Le musée a une collection extraordinaire de linteaux de bois pour les datchas. Les animaux sont traités sous la forme fantastique. Je n’ai malheureusement pas pu utiliser ces objets car ils sont difficiles à mettre en scène.

Russie Info : De votre exposition se dégage une certaine atmosphère liée aux contes et à la poésie russe du début du XXème siècle. Y avez-vous puisé votre inspiration ?

Claire Basler: Malheureusement pas assez. J’aime beaucoup la poésie et les contes mais je ne connais pas suffisamment les spécificités russes. J’ai cherché des phrases poétiques russes et j’ai trouvé une très belle phrase extraite du poème "C’est ainsi qu’on écoute" de Marina Tsvetaïeva : "C’est ainsi que dans l’air, qui est bleu, la soif est sans fond. C’est ainsi que les enfants dans le bleu des draps regardent dans la mémoire."

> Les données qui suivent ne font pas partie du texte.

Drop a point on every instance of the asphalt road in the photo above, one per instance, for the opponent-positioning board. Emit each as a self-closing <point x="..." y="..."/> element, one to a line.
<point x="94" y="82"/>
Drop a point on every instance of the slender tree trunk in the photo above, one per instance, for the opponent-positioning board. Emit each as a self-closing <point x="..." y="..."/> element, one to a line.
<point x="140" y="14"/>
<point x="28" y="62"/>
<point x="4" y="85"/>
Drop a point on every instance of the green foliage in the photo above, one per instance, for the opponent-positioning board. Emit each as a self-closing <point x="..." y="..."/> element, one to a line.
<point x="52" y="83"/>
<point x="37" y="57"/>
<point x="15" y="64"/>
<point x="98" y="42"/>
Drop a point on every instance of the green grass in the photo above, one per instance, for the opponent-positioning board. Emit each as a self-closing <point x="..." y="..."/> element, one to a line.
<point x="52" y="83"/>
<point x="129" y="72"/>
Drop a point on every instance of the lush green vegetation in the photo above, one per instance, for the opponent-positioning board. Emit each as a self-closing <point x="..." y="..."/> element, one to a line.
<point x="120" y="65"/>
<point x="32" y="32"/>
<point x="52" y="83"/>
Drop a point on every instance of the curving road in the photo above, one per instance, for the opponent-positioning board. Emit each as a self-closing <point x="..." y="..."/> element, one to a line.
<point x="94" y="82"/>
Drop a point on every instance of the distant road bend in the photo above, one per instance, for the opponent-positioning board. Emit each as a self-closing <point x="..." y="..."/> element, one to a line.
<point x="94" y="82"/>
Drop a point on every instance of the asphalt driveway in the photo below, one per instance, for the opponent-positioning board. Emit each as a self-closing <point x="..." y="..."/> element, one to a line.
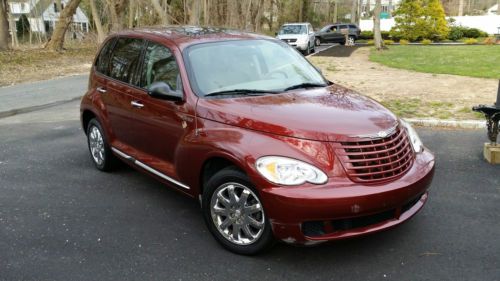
<point x="61" y="219"/>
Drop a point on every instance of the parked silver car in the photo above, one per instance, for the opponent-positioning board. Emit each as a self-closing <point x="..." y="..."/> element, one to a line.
<point x="299" y="35"/>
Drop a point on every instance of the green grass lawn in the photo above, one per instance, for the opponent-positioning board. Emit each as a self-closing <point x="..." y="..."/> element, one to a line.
<point x="476" y="61"/>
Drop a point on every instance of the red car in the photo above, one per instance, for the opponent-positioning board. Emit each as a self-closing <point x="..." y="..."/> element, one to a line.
<point x="242" y="122"/>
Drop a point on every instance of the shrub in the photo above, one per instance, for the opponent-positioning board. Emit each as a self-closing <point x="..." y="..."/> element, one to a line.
<point x="490" y="41"/>
<point x="474" y="33"/>
<point x="366" y="35"/>
<point x="426" y="42"/>
<point x="456" y="33"/>
<point x="470" y="41"/>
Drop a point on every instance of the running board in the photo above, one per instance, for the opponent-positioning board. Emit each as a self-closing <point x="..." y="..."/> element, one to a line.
<point x="149" y="169"/>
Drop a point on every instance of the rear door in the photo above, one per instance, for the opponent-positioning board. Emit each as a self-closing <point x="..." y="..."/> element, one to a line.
<point x="121" y="91"/>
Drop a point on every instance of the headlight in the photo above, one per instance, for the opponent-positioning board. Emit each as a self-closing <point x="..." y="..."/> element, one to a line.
<point x="416" y="143"/>
<point x="287" y="171"/>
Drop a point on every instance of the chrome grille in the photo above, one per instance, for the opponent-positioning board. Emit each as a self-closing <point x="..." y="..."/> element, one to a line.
<point x="379" y="159"/>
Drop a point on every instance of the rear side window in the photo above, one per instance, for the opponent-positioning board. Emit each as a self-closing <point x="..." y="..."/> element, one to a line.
<point x="102" y="62"/>
<point x="125" y="59"/>
<point x="160" y="66"/>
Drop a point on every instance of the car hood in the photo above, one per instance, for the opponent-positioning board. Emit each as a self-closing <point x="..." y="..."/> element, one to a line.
<point x="291" y="36"/>
<point x="333" y="113"/>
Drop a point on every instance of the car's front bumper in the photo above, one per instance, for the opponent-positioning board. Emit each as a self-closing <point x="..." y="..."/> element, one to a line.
<point x="341" y="208"/>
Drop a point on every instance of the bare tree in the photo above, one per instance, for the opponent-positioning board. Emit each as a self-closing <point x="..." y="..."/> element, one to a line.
<point x="354" y="11"/>
<point x="377" y="34"/>
<point x="97" y="21"/>
<point x="56" y="41"/>
<point x="461" y="7"/>
<point x="4" y="26"/>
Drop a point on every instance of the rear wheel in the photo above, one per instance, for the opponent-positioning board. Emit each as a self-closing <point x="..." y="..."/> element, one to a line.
<point x="234" y="213"/>
<point x="99" y="149"/>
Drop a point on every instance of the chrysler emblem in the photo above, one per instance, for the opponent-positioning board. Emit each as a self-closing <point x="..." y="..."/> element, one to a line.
<point x="382" y="134"/>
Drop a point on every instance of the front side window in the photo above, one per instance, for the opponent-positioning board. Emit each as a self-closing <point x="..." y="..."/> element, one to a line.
<point x="124" y="59"/>
<point x="293" y="29"/>
<point x="265" y="65"/>
<point x="160" y="66"/>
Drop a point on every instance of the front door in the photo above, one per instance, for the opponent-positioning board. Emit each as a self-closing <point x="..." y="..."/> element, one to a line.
<point x="162" y="122"/>
<point x="121" y="91"/>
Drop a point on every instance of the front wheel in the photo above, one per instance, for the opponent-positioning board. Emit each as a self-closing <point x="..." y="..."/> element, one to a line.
<point x="234" y="213"/>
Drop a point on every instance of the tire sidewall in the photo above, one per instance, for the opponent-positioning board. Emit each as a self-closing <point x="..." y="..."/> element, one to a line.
<point x="266" y="239"/>
<point x="106" y="164"/>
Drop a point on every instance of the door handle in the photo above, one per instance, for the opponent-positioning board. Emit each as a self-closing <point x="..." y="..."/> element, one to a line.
<point x="101" y="90"/>
<point x="137" y="104"/>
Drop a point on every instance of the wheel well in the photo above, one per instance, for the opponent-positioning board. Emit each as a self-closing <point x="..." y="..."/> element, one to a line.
<point x="86" y="117"/>
<point x="211" y="167"/>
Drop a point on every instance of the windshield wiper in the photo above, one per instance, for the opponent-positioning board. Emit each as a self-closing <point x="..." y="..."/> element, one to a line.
<point x="305" y="85"/>
<point x="246" y="92"/>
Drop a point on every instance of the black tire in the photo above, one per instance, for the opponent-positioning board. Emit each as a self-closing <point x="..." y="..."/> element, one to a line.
<point x="109" y="161"/>
<point x="232" y="175"/>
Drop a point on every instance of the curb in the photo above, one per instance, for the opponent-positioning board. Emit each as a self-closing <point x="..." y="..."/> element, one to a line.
<point x="16" y="111"/>
<point x="454" y="124"/>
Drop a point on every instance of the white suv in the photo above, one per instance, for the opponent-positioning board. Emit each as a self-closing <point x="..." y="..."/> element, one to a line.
<point x="299" y="35"/>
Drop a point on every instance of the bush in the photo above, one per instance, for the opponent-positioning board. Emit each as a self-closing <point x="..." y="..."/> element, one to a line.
<point x="366" y="35"/>
<point x="404" y="42"/>
<point x="456" y="33"/>
<point x="474" y="33"/>
<point x="490" y="41"/>
<point x="426" y="42"/>
<point x="471" y="41"/>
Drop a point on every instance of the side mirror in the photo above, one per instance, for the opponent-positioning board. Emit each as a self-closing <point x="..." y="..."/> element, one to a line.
<point x="162" y="90"/>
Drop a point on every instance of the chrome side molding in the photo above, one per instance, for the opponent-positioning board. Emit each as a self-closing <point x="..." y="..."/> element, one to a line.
<point x="149" y="169"/>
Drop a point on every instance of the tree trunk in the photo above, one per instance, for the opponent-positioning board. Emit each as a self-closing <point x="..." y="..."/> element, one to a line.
<point x="116" y="10"/>
<point x="66" y="16"/>
<point x="460" y="8"/>
<point x="97" y="21"/>
<point x="161" y="12"/>
<point x="4" y="26"/>
<point x="354" y="10"/>
<point x="377" y="34"/>
<point x="335" y="11"/>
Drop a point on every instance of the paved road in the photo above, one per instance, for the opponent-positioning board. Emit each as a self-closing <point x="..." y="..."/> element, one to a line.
<point x="31" y="96"/>
<point x="60" y="219"/>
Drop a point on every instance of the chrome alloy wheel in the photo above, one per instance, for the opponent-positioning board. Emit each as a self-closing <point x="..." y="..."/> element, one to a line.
<point x="96" y="144"/>
<point x="237" y="213"/>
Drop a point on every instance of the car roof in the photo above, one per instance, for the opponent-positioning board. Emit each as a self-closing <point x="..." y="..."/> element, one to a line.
<point x="186" y="35"/>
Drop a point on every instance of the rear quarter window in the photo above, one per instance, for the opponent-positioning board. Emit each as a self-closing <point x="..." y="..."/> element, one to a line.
<point x="102" y="61"/>
<point x="125" y="59"/>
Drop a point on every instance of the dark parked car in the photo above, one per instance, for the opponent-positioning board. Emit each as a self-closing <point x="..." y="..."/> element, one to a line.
<point x="247" y="126"/>
<point x="332" y="34"/>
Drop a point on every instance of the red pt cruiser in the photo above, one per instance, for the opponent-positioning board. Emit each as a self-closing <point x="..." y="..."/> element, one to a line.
<point x="244" y="123"/>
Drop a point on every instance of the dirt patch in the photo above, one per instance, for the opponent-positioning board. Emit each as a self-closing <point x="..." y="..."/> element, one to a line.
<point x="26" y="65"/>
<point x="408" y="93"/>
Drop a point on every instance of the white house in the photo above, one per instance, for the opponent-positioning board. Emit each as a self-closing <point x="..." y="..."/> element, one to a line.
<point x="42" y="15"/>
<point x="493" y="10"/>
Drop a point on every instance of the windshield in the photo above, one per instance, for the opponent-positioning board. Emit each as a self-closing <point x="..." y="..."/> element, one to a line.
<point x="293" y="29"/>
<point x="265" y="65"/>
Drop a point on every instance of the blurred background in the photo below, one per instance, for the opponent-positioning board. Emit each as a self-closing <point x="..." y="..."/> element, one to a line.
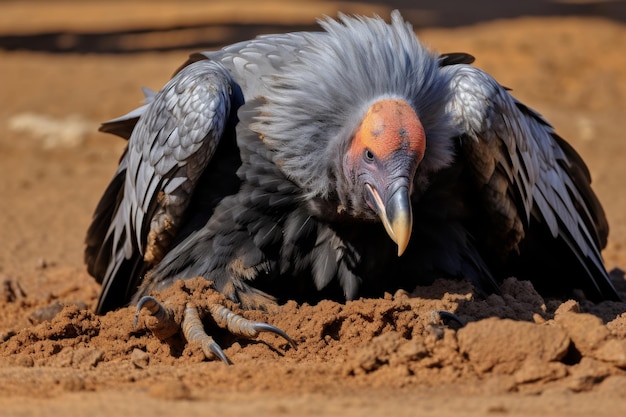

C’est vrai que ce qui m’a frappé c’est que le conte est très présent en Russie ne serait-ce qu’avec ces bulbes dorés et colorés.

La part de l’enfance est très présente dans mon travail. L’envie de cueillir des fleurs, d’être sous un cerisier, c’est un plaisir d’enfant et j’ai la chance dans mon métier de pouvoir évoluer, mûrir tout en restant une enfant. C’est vraiment un cadeau que me fait mon métier.